3

I'm trying to write code (in C) to sample from a negative binomial distribution parameterized by $r,p$, where $r$ is not necessarily integer (also called Polya distribution).

I've found a number of explanations, and it looks like I could sample $y$ from a Gamma(r,1) distribution, transform $y$ somehow, and then use it to sample from a Poisson distribution, but that means I need to find a Gamma distribution with non-integer $r$.

All of this is a bit scary, and I was wondering if anyone could point me to some source code to do it. I don't much care what language. I have access to gamma functions, which I'm pretty sure will be needed.

  • This is a general comment (and perhaps not helpful), but did you consider sampling from uniform(0,1) and using an inverse probability integral transform (like here)? – Richard Hardy Apr 11 '15 at 06:19
  • @RichardHardy: I was hoping for something faster. To use the inverse-transformation, you need to construct the CDF for the specific $r,p$ arguments, and then use some sort of simple search function to invert it. Nevermind, I managed to find info for the Gamma-Poisson method and get it working. Perhaps I will answer my own question. The tricky part is sampling the Gamma for non-integer shape. In Wikipedia I found something called Ahrens-Dieter for that. – Mike Dunlavey Apr 11 '15 at 13:12

1 Answers1

4

Finally answering my own question...

I found the R source by googling "R source code". It is here.

The code for sampling a negative binomial is in rnbinom.c. It does it in two steps. First it samples from the gamma distribution in rgamma.c. That number is used as the mean of a poisson, defined in rpois.c.

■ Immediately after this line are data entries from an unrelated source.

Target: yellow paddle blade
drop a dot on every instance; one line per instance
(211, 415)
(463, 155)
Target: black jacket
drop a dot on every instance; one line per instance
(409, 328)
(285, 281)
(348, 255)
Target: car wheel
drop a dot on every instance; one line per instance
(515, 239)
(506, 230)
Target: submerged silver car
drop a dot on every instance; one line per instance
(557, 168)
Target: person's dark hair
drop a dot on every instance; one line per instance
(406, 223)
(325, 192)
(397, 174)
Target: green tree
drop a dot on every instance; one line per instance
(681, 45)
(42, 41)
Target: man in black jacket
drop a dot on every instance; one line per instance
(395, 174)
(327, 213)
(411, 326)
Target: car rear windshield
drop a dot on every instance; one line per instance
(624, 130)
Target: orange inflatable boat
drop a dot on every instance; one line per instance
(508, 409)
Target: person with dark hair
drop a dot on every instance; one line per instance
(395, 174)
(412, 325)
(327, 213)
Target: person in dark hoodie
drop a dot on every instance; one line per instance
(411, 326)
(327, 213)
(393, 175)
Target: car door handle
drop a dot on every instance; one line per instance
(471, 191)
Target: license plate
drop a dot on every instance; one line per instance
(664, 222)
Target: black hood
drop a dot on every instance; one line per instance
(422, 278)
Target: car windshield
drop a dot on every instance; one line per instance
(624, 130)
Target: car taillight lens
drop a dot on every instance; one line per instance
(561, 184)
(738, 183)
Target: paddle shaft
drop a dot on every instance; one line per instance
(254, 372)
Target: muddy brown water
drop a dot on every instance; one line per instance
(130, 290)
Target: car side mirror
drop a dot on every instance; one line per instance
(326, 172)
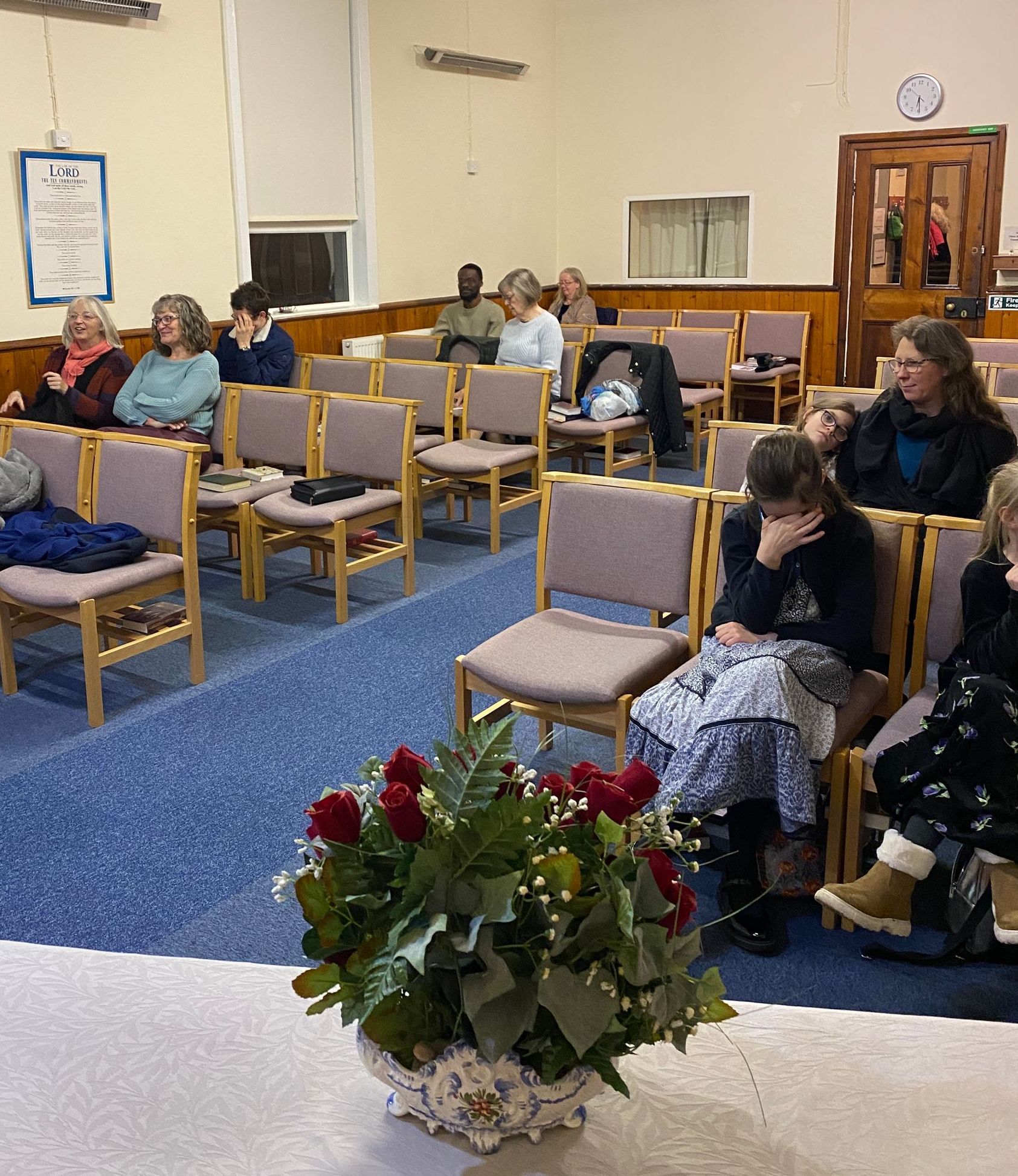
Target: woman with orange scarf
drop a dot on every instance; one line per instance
(82, 378)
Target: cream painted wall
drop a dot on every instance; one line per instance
(152, 97)
(670, 97)
(432, 217)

I had coded this myself earlier (using Ahrens-Dieter for the gamma distribution) and got something reasonable, but if I generated 1e8 samples, the sample mean would consistently come out around 1/10 of one percent low, and the sample variance around one percent low.

When I use the source code from R it is more accurate. If I generate 1e8 samples, the sample mean and variance cluster around their true values. Whether that is due to a more accurate Gamma distribution, or a more accurate Poisson distribution, I don't know.